Provided *[tex x \not= 0] we can multiply both sides by x to cancel the x terms out. After this, we can multiply both sides by (x+a)(x+b)(x+c):


*[tex \LARGE a(x+b)(x+c) + b(x+a)(x+c) + c(x+a)(x+b) = 0]


This will result in a nice second-degree polynomial:


*[tex \LARGE (a+b+c)x^2 + 2(ab + bc + ca)x + 3abc = 0]



All that is left to do is prove that the discriminant of this quadratic is nonnegative, in other words,


*[tex \LARGE 4(ab + bc + ca)^2 - 12(a+b+c)abc \ge 0 ]


*[tex \LARGE (ab + bc + ca)^2 - 3(a+b+c)abc \ge 0]


*[tex \LARGE a^2b^2 + b^2c^2 + c^2a^2 - a^2bc - ab^2c - abc^2 \ge 0]


*[tex \LARGE a^2b^2 + b^2c^2 + c^2a^2 \ge a^2bc + ab^2c + abc^2 (*)]


Note that this is true, since we can apply the Cauchy-Schwarz inequality, which tells us that


*[tex \LARGE \sum_{a,b,c} a^2b^2\sum_{a,b,c} b^2c^2 \ge (\sum_{a,b,c} ab^2c)^2] (shorthand for cyclic sum)


*[tex \LARGE a^2b^2 + b^2c^2 + c^2a^2 \ge ab^2c + abc^2 + a^2bc (*)]

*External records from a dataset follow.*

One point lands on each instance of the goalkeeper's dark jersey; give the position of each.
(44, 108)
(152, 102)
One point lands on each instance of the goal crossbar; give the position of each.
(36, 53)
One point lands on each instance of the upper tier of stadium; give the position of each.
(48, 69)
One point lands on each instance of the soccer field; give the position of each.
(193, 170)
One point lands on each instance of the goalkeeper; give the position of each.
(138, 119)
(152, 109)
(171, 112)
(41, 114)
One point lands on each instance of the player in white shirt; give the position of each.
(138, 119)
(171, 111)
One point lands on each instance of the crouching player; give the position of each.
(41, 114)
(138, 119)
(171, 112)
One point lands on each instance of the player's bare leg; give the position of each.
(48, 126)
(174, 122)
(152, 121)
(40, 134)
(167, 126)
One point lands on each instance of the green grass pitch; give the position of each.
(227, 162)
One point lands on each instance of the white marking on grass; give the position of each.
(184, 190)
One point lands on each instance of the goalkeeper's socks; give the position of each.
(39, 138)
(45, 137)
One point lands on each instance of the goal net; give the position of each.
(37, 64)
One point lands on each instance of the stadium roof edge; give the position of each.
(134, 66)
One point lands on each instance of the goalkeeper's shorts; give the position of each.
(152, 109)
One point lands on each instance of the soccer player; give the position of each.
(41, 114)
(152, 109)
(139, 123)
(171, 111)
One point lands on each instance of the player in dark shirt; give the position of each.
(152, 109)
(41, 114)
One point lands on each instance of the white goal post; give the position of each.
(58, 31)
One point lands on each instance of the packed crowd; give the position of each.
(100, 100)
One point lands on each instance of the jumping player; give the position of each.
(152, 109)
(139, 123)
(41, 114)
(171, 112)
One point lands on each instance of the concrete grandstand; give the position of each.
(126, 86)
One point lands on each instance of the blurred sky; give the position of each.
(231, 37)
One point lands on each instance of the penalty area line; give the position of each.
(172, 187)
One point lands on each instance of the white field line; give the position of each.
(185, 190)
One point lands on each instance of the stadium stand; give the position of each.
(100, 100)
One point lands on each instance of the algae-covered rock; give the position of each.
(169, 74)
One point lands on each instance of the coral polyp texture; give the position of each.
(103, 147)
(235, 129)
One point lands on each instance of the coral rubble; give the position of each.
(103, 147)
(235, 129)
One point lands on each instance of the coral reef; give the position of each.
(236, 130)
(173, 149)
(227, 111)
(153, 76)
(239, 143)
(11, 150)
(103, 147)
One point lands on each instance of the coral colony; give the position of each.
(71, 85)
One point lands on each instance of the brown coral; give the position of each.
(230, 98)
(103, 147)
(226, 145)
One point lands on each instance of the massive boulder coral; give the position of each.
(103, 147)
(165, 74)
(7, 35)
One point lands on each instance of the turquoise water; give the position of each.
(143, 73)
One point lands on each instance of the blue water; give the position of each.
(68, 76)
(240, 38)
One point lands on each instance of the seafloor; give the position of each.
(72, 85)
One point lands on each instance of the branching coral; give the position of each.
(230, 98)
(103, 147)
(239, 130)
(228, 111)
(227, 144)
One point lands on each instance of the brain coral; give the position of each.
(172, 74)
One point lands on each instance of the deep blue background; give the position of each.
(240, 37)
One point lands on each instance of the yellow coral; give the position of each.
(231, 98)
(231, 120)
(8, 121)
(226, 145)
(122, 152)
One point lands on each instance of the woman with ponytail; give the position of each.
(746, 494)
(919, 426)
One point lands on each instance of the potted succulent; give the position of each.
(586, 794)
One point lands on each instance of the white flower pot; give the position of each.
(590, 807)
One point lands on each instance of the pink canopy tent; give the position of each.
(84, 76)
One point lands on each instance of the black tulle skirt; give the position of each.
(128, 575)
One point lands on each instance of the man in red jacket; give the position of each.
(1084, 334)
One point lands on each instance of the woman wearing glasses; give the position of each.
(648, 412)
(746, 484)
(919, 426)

Hence, this implies that the discriminant is positive and the roots of the quadratic are both real. However I do not quite remember if the Cauchy-Schwarz inequality can apply for negative a,b,c (I'm pretty sure it does though, unlike AM-GM), but if it doesn't you might be able to generalize for negative a,b,c.